The other day Michael was feeling anxious before going to an activity for the first time. I was so proud of him when he spoke the following words.
“Mommy, can we go for a short walk? It will help me calm down.”
There was no time to go as we had to leave soon, so I offered other alternatives to calming down. He chose a massage and cuddling with a pillow. Sometimes he uses a big stuffed animal. 🙂 After we came back from that activity though, I noticed he still seemed edgy. I offered him a chance to do the walk then. He agreed, and we did a nice forty-five minute walk around our neighborhood. As is usually the case, Michael would be quiet or stimming walking alongside me, then start asking me questions. It was the questions that he was asking that made me really proud at how much he was maturing and handling his emotions.
“Why do we have to learn to read, write and do math?”
“Because you will be able to do more for yourself, get a job, be independent, drive a car.”
“And I live alone one day?”
“But I want to live with you and Daddy?”
“You can live with us as long as you need to.”
“OK. Or I can live alone or with friends or get married.”

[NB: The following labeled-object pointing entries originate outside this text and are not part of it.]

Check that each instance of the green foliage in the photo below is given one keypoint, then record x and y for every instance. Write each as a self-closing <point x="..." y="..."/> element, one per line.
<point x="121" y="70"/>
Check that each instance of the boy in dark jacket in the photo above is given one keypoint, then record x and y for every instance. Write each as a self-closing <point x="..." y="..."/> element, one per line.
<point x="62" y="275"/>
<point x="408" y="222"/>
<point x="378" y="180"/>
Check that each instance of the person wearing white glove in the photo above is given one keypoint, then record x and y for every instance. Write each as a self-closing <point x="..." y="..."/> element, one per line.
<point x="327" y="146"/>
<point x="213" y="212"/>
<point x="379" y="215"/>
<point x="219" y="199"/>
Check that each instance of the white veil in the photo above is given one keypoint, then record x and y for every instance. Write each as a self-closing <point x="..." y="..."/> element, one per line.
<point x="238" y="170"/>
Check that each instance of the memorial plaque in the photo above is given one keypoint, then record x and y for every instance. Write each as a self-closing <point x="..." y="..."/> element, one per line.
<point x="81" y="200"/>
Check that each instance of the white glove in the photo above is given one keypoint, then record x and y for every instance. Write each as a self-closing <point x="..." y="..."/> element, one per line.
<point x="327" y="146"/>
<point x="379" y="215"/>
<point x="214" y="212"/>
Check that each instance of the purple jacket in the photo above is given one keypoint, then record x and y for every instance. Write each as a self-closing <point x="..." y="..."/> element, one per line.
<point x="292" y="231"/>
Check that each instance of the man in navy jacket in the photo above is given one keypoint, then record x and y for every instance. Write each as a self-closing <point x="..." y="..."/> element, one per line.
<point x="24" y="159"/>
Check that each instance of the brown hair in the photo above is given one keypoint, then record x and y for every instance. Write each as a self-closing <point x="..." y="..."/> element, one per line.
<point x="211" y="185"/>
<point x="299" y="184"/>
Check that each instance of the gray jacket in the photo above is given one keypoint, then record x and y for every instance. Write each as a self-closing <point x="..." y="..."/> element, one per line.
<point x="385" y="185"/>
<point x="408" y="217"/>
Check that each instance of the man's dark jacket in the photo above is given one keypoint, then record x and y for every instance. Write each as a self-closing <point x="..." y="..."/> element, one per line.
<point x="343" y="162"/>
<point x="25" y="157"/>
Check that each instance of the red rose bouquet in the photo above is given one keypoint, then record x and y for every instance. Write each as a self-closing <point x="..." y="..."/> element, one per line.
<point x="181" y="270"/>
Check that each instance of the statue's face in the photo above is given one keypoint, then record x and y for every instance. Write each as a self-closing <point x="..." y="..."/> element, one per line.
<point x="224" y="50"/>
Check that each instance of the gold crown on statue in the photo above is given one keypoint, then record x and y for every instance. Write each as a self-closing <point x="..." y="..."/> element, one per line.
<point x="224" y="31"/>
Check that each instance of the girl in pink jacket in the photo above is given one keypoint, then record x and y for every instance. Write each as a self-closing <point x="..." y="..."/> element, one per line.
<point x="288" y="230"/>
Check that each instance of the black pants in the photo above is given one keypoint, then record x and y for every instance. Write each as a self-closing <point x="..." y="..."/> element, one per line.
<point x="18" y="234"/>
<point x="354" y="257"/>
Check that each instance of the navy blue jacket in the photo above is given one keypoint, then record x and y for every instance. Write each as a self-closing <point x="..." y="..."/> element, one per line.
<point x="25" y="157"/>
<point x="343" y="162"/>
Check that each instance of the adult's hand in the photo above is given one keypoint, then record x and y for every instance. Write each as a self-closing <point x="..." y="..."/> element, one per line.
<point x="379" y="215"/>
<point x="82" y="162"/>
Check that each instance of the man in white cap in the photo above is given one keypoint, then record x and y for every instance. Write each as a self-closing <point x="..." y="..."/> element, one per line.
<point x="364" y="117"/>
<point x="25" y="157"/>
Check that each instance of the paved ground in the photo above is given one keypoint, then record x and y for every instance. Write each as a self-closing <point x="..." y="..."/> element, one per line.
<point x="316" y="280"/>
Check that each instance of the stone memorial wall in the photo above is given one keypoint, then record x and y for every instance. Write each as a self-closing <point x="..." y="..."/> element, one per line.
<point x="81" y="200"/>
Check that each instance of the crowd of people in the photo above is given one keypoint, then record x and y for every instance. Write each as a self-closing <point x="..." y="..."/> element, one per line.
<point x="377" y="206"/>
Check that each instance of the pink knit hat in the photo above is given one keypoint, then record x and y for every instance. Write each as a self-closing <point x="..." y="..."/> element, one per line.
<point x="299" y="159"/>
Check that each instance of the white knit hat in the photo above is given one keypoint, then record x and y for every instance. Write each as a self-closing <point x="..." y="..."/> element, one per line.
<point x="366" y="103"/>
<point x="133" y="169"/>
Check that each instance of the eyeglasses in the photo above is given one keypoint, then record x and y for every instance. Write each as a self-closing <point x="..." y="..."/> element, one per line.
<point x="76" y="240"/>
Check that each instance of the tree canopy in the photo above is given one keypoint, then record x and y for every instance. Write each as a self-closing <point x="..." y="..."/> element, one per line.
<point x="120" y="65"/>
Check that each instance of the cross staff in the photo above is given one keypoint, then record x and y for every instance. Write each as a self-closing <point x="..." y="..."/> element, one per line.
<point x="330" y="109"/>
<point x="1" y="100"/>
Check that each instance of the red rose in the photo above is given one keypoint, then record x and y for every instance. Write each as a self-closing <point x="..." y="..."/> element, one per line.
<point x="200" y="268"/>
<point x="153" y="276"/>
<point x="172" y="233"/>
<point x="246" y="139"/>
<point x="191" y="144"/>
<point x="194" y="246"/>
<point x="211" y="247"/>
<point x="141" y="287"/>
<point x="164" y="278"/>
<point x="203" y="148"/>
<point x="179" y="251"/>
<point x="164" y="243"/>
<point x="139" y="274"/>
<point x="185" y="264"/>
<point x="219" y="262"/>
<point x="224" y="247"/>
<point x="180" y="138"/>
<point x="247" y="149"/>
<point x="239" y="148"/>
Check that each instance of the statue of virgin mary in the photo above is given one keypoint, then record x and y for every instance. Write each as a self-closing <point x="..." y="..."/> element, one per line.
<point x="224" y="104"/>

Then the next set of questions come at bedtime, when I am lying down with him after his routine is finished. Then it’s usually the questions of life and death.
“Will you be in heaven when I get there Mommy?”
“Why do we have to die?”
“Because no one can live forever honey.”
“What’s heaven like?”
“No one who has gone has come back to tell us Michael, but I believe it is a beautiful paradise. You’ll be happy there.”
“Oh. Will I be able to talk about directions.” I’m holding in my laughter.
“Yes. You will do fun and happy things there.”
“Are God and Jesus in my heart when I’m angry?”
“No. When you’re angry you’re not letting them in. But they are always there for you. And they love you very much. They will always forgive you, just like Daddy and I.”
“I love you Mommy. You’re the best Mommy God gave me.”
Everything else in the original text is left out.